Tu'anuku is a village on the western part of Vava'u, Tonga. It has several nicknames such as Toa-ko-Tavakefai'ana, Halapukepuke, Hala-siki-'o-Mata'aho and also Uini-e-Ngofe. The population is 298.

There is a fresh water lake next to this village as well as one of Vava'u's two highest mountains, Mo'unga Lafa.
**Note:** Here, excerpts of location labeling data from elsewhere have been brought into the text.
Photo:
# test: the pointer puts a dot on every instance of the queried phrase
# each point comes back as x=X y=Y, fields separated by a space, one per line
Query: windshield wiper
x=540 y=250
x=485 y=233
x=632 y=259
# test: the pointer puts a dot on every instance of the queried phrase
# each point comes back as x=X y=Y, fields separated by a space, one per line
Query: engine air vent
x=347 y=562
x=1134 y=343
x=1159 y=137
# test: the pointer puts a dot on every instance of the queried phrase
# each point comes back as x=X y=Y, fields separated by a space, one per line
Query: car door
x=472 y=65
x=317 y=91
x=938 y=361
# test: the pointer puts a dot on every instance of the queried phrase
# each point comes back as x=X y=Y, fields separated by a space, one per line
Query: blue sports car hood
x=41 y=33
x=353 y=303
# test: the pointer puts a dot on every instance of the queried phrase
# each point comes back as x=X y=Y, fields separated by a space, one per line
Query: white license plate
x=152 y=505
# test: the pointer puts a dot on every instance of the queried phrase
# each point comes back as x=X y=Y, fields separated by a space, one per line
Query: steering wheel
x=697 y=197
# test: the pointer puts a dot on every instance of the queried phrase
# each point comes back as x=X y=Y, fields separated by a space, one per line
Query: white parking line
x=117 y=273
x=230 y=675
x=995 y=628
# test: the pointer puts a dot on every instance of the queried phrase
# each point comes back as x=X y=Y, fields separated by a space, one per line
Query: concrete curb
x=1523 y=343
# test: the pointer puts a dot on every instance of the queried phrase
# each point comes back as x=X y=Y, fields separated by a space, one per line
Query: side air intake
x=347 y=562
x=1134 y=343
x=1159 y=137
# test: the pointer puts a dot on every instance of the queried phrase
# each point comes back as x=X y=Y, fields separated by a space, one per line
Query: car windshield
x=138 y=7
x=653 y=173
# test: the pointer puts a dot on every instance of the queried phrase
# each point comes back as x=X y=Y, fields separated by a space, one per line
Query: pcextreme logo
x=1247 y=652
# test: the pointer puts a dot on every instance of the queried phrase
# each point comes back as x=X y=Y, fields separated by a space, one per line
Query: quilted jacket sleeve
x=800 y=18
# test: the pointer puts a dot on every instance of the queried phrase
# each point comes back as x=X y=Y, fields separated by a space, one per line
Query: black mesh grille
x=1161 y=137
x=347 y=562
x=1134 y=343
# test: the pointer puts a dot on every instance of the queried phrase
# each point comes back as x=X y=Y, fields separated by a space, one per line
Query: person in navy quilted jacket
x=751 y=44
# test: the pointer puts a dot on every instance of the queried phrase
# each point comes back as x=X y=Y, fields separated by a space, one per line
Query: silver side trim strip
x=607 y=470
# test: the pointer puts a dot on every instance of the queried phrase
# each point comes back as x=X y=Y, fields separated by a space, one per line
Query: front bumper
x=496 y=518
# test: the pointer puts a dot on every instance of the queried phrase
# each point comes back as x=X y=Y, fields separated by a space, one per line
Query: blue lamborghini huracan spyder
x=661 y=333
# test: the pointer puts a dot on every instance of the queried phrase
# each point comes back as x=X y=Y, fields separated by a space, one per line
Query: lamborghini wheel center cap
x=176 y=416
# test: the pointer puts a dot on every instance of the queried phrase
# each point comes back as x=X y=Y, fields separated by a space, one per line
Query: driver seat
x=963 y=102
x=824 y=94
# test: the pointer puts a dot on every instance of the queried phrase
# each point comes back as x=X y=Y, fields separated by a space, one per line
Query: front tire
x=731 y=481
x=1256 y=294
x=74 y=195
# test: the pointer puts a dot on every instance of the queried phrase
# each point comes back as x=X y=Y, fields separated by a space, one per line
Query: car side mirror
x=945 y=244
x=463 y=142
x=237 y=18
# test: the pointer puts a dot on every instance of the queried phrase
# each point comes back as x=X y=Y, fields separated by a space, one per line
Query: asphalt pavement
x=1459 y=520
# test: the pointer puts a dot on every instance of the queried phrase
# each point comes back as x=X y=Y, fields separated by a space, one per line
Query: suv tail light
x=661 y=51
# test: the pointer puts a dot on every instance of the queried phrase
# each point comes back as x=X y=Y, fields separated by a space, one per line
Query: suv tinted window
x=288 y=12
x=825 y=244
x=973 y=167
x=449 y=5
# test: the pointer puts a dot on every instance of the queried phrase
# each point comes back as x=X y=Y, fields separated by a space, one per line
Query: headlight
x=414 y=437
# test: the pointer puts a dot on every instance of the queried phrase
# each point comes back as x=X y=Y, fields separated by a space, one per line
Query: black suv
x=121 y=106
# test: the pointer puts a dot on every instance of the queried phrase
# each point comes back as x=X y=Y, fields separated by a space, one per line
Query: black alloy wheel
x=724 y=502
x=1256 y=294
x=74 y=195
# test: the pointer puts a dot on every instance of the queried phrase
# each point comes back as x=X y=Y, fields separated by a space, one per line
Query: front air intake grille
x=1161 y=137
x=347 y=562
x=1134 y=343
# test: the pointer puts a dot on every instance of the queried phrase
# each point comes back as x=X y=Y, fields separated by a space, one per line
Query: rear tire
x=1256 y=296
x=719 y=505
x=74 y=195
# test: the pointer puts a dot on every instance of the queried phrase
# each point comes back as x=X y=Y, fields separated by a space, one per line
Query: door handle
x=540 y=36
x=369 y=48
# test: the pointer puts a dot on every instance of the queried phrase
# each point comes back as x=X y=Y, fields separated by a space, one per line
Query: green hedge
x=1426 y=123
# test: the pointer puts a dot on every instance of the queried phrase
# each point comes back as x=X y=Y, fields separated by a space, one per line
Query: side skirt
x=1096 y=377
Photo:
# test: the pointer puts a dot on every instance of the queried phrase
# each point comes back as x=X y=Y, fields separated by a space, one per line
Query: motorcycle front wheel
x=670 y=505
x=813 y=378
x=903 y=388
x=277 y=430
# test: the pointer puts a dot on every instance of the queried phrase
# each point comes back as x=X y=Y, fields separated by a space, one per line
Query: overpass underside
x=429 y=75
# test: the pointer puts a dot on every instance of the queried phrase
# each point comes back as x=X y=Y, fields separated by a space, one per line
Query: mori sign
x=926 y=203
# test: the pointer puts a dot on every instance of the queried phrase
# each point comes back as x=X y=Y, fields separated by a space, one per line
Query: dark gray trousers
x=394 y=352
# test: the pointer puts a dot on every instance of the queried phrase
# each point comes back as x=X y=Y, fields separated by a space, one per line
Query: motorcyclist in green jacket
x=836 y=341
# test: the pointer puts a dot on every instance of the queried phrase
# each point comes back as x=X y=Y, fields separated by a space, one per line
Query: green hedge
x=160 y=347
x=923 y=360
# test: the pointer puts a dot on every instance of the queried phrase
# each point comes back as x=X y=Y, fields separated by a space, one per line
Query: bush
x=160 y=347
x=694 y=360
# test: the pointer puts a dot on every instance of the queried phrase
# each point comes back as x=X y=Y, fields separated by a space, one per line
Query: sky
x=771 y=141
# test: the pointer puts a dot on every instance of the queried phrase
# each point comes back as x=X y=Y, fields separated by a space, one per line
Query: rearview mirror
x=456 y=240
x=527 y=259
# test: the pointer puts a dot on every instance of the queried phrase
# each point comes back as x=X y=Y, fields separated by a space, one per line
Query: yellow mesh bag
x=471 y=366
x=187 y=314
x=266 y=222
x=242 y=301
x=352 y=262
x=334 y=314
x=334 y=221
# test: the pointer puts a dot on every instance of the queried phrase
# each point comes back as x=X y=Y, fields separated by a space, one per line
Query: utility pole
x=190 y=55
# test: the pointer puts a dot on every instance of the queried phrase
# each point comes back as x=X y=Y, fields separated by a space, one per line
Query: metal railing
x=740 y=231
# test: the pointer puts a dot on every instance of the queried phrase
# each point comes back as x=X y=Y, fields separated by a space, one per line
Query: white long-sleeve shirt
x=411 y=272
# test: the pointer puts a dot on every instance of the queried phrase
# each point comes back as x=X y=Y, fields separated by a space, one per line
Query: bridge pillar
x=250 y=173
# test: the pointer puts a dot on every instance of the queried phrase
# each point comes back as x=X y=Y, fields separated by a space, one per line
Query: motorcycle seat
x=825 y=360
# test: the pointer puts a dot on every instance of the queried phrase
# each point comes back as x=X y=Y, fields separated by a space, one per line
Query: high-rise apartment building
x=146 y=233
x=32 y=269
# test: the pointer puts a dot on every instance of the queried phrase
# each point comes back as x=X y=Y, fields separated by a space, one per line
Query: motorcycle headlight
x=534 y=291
Tu'anuku has five churches: the Church of Tonga (Siasi 'o Tonga), the Free Church of Tonga (Siasi 'o Tonga Tau'atāina), the Free Wesleyan Church (Siasi Uesiliana Tau'atāina 'o Tonga), the Seventh Day Adventist Church (Siasi 'Aho Fitu), and the Church of Jesus Christ of Latter-day Saints (Siasi 'o Sīsū Kalaisi 'o e Kau Mā'oni'oni he Ngaahi 'Aho ki mui). It also has a primary school, G.P.S. Tu'anuku, which runs from Class 1 through Class 6. Older students are bussed to Neiafu for their secondary school education.

Tu'anuku is an estate of the chief, Finau 'Ulukalala. Their current town officer is 'Amanakilelei Funaki.